ウクライナへの軍事侵攻に着手する半年以上前の21年夏、ロシアは日本を軍事攻撃する準備を進めていた──。
こんな驚きのニュースを米「ニューズウィーク」が発信し、日本国内外に大きな衝撃を与えている。
これは「ニューズウィーク」が入手した、ロシア連邦保安庁(FSB)内部告発者からのメールで明らかになったものだという。公安関係者が説明する。

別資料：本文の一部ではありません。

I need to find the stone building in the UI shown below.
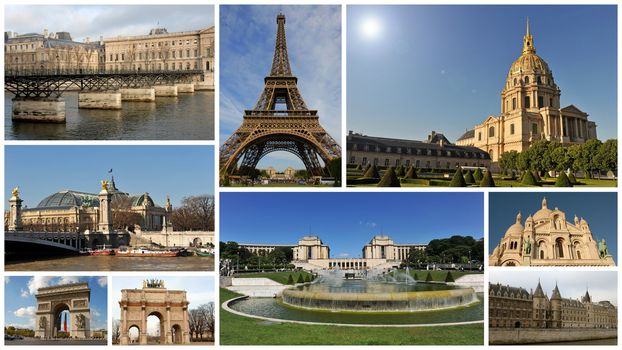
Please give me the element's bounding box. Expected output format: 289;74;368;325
456;20;597;161
347;131;491;170
362;235;426;261
4;30;104;73
103;27;214;81
489;197;615;266
239;235;427;271
489;281;617;329
4;177;171;233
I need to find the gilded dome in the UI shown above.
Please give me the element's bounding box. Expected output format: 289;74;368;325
509;53;551;76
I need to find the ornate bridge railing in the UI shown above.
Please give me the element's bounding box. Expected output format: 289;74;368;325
5;69;204;98
5;230;86;252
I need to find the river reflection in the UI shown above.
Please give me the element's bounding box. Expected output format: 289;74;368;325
5;255;214;271
5;90;214;140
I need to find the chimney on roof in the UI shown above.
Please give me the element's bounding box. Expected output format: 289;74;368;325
43;29;49;38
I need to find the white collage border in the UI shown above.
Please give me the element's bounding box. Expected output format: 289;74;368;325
0;0;620;349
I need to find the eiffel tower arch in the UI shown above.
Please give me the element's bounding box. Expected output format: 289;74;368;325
220;13;341;180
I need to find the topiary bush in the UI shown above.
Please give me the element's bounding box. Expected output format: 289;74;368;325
480;169;496;187
355;164;362;171
413;272;419;281
395;165;404;177
473;168;483;182
555;171;573;187
521;170;539;186
568;172;577;184
425;272;433;282
377;167;401;187
532;170;542;183
445;271;455;283
464;170;475;184
449;168;467;187
296;274;305;284
287;274;294;285
363;164;380;178
404;166;417;179
304;274;311;283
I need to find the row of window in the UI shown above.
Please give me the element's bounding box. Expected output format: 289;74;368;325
350;157;486;168
128;38;198;49
110;49;204;62
108;61;203;71
512;75;553;87
477;123;539;141
350;144;487;159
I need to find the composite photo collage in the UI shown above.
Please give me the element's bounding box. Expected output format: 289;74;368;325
0;1;620;348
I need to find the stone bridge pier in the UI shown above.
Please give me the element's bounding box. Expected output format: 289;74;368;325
12;97;66;123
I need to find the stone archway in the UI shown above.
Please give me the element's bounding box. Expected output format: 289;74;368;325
34;283;91;339
119;279;191;345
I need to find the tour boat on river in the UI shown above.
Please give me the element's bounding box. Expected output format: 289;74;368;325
115;247;179;257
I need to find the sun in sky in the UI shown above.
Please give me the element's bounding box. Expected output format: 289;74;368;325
361;16;381;39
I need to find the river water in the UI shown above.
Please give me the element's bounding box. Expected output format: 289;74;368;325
5;90;214;140
5;255;214;271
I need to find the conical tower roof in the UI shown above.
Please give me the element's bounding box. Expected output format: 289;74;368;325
533;280;545;297
551;283;562;300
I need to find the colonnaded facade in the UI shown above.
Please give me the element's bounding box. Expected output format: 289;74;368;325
489;281;617;329
456;20;597;161
4;177;170;233
347;131;491;170
489;197;615;266
239;235;426;270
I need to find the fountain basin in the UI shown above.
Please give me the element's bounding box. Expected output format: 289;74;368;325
282;285;477;312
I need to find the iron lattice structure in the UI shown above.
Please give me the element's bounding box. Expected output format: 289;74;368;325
4;69;203;98
220;13;341;179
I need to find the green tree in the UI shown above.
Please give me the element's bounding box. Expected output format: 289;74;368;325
377;167;401;187
521;170;539;186
294;169;309;180
328;157;342;186
596;139;617;172
449;168;467;187
445;271;455;283
473;168;483;182
464;170;475;184
555;171;572;187
567;172;577;184
296;274;304;284
287;274;294;285
480;169;496;187
499;150;519;172
550;146;569;172
363;164;380;178
425;272;433;282
404;166;417;179
577;139;603;178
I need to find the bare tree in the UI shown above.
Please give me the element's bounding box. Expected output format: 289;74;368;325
112;197;143;231
112;319;120;344
171;195;215;231
187;308;205;341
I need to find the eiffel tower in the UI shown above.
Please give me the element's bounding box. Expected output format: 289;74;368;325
220;13;341;180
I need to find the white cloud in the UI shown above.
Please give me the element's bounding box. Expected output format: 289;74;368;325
14;306;36;318
20;289;29;298
91;307;101;318
97;277;108;287
58;276;81;285
5;277;10;284
27;276;54;295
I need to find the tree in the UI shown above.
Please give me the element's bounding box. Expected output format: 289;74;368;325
328;157;342;186
425;272;433;282
112;319;121;344
521;170;539;186
445;271;455;282
499;150;519;173
576;139;603;178
404;166;417;179
171;195;215;231
480;169;495;187
294;169;309;180
363;165;380;178
596;139;617;173
567;172;577;184
555;171;572;187
188;303;214;341
287;274;294;285
111;196;144;231
464;170;475;184
377;167;401;187
296;274;304;284
449;168;467;187
473;168;483;182
550;146;569;172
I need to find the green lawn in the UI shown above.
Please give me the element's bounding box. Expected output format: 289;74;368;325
391;269;480;281
234;271;313;285
220;288;483;345
227;183;334;187
348;176;616;187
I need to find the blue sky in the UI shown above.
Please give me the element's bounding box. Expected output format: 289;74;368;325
490;271;617;305
221;192;483;258
489;192;617;260
220;5;341;171
111;276;214;334
4;276;108;330
5;145;214;209
348;5;617;142
5;5;214;41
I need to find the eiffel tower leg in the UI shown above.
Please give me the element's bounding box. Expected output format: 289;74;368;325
238;144;263;176
297;142;325;177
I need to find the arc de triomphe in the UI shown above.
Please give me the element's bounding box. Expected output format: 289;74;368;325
34;282;91;339
119;279;191;345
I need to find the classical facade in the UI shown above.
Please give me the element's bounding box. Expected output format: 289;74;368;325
362;235;426;260
4;177;171;233
240;235;426;271
489;281;617;329
489;197;615;266
347;131;491;169
4;30;104;73
456;20;597;161
119;279;190;345
103;27;214;81
35;282;91;339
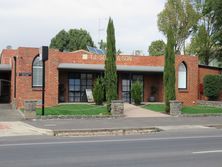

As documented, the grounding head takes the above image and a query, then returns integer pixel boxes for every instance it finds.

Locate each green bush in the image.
[131,81,143,105]
[204,75,222,101]
[93,77,104,105]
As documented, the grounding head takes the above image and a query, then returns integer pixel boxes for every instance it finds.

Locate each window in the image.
[68,73,93,102]
[178,62,187,89]
[32,56,43,87]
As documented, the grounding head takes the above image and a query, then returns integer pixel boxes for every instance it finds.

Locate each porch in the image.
[58,63,164,103]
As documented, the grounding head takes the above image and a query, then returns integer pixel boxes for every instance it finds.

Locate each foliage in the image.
[187,2,221,65]
[158,0,200,53]
[164,28,176,114]
[203,75,222,100]
[35,104,109,116]
[93,77,104,105]
[50,28,94,52]
[49,30,69,52]
[99,40,121,55]
[104,18,118,112]
[205,0,222,46]
[131,81,143,105]
[148,40,166,56]
[204,0,222,64]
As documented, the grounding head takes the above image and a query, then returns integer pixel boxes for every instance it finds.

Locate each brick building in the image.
[0,47,221,109]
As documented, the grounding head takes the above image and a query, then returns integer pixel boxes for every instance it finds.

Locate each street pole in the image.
[40,46,48,116]
[42,59,45,116]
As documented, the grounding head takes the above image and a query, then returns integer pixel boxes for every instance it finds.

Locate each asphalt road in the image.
[0,129,222,167]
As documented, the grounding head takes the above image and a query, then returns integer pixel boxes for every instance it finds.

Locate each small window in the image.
[178,62,187,89]
[32,56,43,87]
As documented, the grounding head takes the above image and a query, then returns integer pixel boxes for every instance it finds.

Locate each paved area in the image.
[25,116,222,131]
[0,121,52,137]
[1,129,222,167]
[0,104,23,121]
[124,103,169,117]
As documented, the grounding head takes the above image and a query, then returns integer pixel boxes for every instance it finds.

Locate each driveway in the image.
[0,104,23,121]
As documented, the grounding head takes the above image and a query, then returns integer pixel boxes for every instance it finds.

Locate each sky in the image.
[0,0,166,54]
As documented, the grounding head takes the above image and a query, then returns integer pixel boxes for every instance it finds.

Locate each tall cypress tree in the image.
[164,27,176,113]
[104,18,117,112]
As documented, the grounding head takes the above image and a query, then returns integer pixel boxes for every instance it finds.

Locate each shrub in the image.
[131,81,143,105]
[203,75,222,101]
[93,77,104,105]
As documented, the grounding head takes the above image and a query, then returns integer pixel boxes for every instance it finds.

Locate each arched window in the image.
[178,62,187,89]
[32,56,43,87]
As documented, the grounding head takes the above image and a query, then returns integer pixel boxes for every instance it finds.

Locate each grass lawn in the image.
[143,104,222,115]
[143,104,165,113]
[35,104,109,116]
[182,105,222,114]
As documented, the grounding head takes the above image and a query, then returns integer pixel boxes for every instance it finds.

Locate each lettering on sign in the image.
[82,54,133,62]
[18,72,32,77]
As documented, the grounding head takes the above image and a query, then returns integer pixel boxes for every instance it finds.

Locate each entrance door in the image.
[0,79,10,103]
[121,74,144,103]
[80,73,93,102]
[122,77,131,102]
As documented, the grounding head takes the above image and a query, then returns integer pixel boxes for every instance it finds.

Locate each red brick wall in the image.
[59,50,165,66]
[5,48,222,108]
[198,66,222,101]
[12,47,59,108]
[0,49,16,64]
[175,56,199,106]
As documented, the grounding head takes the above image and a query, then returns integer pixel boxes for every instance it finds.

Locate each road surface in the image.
[0,129,222,167]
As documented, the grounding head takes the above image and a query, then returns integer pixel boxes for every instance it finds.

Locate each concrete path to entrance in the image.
[124,103,170,118]
[0,104,24,121]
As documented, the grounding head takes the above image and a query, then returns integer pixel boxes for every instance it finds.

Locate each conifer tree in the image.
[164,28,176,113]
[104,18,117,112]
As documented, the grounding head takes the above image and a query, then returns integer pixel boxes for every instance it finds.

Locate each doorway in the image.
[121,74,144,103]
[0,79,10,103]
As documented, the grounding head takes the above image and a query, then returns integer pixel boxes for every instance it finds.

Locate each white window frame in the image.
[178,62,187,89]
[32,56,43,87]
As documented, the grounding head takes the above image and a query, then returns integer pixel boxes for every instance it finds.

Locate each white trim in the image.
[58,63,164,72]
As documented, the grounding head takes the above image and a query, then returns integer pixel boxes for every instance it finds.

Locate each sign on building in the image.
[85,89,94,103]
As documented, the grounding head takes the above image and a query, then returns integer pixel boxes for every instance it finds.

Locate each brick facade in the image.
[1,47,222,108]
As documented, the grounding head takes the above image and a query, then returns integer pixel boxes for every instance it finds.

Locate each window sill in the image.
[32,87,43,91]
[178,89,188,93]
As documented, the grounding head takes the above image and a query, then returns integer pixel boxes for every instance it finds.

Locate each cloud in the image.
[0,0,166,54]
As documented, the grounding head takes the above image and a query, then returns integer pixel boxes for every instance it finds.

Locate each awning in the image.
[0,64,11,71]
[58,63,164,72]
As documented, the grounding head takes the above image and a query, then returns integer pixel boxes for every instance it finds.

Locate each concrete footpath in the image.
[0,116,222,137]
[22,116,222,137]
[0,122,53,137]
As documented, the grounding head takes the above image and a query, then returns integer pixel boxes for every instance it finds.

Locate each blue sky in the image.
[0,0,166,54]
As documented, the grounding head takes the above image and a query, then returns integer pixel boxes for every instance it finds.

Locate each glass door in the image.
[80,73,93,102]
[121,74,144,103]
[122,75,131,102]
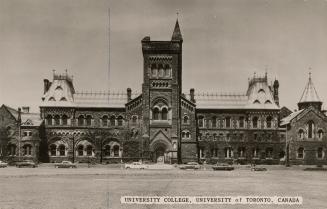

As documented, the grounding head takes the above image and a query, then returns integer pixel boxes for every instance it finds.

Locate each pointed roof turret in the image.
[298,73,322,111]
[171,19,183,42]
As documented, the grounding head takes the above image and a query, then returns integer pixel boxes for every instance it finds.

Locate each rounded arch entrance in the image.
[150,138,173,163]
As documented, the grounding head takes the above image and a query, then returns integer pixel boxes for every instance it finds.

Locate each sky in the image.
[1,0,327,112]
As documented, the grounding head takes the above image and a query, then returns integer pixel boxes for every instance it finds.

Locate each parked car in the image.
[212,163,234,171]
[0,161,8,168]
[125,162,148,169]
[54,161,77,168]
[15,160,37,168]
[179,162,201,170]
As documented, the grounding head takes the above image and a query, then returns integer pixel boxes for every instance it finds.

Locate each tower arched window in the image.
[86,115,92,126]
[151,63,157,77]
[78,115,84,126]
[164,64,171,77]
[161,107,168,120]
[153,108,160,120]
[183,115,189,124]
[307,121,315,138]
[62,115,68,125]
[252,117,258,128]
[266,116,272,128]
[59,145,66,156]
[158,64,164,77]
[54,115,60,126]
[239,116,245,128]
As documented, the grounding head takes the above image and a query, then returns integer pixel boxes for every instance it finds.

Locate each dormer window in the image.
[60,97,67,101]
[55,86,63,90]
[258,89,265,93]
[253,100,260,104]
[49,97,55,101]
[265,100,272,104]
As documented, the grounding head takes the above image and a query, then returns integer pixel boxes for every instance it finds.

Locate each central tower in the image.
[141,20,183,163]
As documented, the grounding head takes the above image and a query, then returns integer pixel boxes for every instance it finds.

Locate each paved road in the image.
[0,166,326,209]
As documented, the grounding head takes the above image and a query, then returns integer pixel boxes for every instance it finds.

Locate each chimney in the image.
[127,88,132,102]
[190,88,195,103]
[22,106,30,113]
[43,79,50,94]
[18,108,21,124]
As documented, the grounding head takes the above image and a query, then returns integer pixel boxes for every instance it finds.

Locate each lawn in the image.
[0,165,326,209]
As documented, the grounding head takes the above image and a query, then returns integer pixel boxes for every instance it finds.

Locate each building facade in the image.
[1,20,326,165]
[281,74,327,165]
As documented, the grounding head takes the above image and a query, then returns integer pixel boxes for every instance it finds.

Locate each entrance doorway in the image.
[154,146,165,164]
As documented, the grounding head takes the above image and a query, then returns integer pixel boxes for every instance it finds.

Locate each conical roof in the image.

「これはFSB関係者が、ロシア人の人権擁護活動家に送信したメールのひとつだといいます。そこには昨年8月、ロシアが『日本を相手にした局地的な軍事攻撃に向けて、かなり真剣に準備をしていた』と書かれていたというのです」
なぜロシアが日本をターゲットにしたかについては、メールでは詳細は明らかにされていないというが、侵攻の標的はギリギリになってウクライナに変更されたと結んでいる。公安関係者が続ける。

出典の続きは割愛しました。